Covariance Between Counts of Two Face Values in Dice Rolls
A fair six-sided die is rolled 5 times. Let $X$ be the total number of times a 3 appears, and let $Y$ be the total number of times a 5 appears. Find $\text{Cov}(X, Y)$.
Hints
- Define indicator variables $X_i$ and $Y_i$ for each roll. Can a single roll produce both a 3 and a 5?
- Use bilinearity: $\text{Cov}(\sum X_i, \sum Y_j) = \sum_i \sum_j \text{Cov}(X_i, Y_j)$. Which terms in the double sum are nonzero?
- Only the $i = j$ terms survive (cross-roll independence). For each, $E[X_i Y_i] = 0$ since the events are mutually exclusive, giving $\text{Cov}(X_i, Y_i) = -1/36$.
Worked Solution
How to Think About It: Before computing anything, think about the sign. If you roll a lot of 3s, those rolls are "used up" and cannot be 5s, so $X$ and $Y$ should be negatively correlated. The magnitude should be small because each individual roll only has a
Quick Estimate: Each roll contributes $\text{Cov}(X_i, Y_i)$ to the total (cross-roll terms are zero by independence). For a single roll, $X_i Y_i = 0$ always (a roll cannot be both 3 and 5), so $\text{Cov}(X_i, Y_i) = E[X_i Y_i] - E[X_i]E[Y_i] = 0 - (1/6)(1/6) = -1/36$. With 5 independent rolls: $5 \times (-1/36) = -5/36 \approx -0.139$.

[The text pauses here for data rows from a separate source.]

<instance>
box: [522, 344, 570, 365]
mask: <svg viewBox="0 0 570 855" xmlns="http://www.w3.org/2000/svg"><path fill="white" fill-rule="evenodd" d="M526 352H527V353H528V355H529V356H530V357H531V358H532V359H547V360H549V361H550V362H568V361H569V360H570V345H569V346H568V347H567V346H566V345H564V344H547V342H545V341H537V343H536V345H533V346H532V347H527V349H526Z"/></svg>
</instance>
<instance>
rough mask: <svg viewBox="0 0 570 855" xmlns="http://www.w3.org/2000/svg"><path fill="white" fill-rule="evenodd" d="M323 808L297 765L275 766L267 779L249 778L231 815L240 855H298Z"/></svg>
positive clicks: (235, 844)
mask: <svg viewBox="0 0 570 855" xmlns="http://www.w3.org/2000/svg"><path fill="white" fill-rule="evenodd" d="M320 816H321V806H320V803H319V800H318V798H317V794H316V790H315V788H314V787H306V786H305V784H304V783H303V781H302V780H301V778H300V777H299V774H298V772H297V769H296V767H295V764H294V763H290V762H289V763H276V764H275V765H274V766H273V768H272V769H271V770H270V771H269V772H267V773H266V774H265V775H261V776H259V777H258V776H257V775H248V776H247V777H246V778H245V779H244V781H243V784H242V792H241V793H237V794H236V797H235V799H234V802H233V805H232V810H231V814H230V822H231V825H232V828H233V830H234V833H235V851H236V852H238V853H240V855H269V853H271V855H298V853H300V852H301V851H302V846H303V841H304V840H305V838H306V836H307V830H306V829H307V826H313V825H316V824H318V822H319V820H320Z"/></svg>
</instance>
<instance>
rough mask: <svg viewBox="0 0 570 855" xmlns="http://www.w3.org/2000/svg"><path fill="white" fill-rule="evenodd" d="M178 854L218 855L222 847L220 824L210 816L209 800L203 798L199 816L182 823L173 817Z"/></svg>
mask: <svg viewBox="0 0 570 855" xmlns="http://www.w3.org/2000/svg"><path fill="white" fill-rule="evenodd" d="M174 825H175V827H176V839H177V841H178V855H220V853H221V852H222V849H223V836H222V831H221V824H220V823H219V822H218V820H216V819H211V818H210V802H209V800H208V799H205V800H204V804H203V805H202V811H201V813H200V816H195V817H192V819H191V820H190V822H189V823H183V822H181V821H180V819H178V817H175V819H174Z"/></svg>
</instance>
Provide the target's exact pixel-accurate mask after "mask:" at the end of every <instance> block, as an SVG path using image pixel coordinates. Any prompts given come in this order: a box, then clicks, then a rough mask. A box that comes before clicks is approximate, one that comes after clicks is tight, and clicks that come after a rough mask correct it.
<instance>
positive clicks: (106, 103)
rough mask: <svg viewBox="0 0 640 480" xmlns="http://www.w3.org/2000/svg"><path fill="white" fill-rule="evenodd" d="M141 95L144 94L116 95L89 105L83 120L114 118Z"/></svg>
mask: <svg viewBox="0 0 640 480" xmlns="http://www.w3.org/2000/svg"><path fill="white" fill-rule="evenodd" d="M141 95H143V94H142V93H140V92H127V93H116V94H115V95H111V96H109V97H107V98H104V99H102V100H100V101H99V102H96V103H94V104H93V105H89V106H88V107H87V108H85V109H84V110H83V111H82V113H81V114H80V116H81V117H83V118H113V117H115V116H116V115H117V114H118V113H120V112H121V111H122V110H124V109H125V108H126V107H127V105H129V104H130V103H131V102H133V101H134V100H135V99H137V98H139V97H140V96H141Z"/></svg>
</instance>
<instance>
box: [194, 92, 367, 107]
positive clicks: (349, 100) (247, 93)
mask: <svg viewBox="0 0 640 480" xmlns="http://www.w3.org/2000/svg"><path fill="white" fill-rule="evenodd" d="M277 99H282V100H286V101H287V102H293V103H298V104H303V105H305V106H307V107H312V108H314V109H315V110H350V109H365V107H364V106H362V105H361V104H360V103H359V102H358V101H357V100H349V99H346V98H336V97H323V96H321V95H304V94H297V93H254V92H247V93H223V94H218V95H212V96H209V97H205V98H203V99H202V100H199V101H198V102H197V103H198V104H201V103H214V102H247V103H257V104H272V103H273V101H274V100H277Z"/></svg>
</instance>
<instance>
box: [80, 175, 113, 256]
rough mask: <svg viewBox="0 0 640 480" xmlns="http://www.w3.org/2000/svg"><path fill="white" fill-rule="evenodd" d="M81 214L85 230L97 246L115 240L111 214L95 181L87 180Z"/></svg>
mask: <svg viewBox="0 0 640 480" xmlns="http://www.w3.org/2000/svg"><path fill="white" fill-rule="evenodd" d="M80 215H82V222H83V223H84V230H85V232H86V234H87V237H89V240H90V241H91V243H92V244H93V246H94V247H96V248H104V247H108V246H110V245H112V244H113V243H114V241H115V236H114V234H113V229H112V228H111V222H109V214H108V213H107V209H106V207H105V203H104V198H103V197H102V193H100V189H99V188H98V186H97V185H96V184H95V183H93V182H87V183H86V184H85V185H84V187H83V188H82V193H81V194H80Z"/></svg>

Approach: Use indicator variables and the bilinearity of covariance.
Formal Solution:
Define indicator variables for each roll $i = 1, \ldots, 5$:
$X_i = \mathbf{1}[\text{roll } i = 3], \quad Y_i = \mathbf{1}[\text{roll } i = 5]$
Then $X = \sum_{i=1}^5 X_i$ and $Y = \sum_{i=1}^5 Y_i$.
By bilinearity of covariance:
$\text{Cov}(X, Y) = \sum_{i=1}^5 \sum_{j=1}^5 \text{Cov}(X_i, Y_j)$
Case $i \ne j$: Rolls $i$ and $j$ are independent, so $X_i$ and $Y_j$ are independent, giving $\text{Cov}(X_i, Y_j) = 0$.
Case $i = j$: On a single roll, $X_i = 1$ and $Y_i = 1$ cannot both occur (a roll is either 3 or 5 or something else), so $X_i Y_i = 0$ with probability 1. Therefore:
$\text{Cov}(X_i, Y_i) = E[X_i Y_i] - E[X_i] E[Y_i] = 0 - \frac{1}{6} \cdot \frac{1}{6} = -\frac{1}{36}$
Summing over the 5 diagonal terms:
$\text{Cov}(X, Y) = 5 \times \left(-\frac{1}{36}\right) = -\frac{5}{36}$
Answer: $\text{Cov}(X, Y) = -\dfrac{5}{36}$.
Intuition
This problem illustrates a fundamental principle: on a single trial, mutually exclusive outcomes are always negatively correlated. If you observe one, you cannot observe the other, so their indicator variables have negative covariance. The covariance equals $0 - p_1 p_2 = -p_1 p_2$, which is just the negative product of the marginal probabilities. This is a special case of the multinomial covariance structure.
The indicator variable decomposition is the single most useful trick for computing covariances of counts. It reduces the problem from reasoning about sums to reasoning about individual trials, where the analysis is trivial. In quant interviews, this technique shows up whenever you have counts of different event types across independent trials -- the same logic applies to counting different card types in a deal, different order types in a trading session, or different return regimes across days.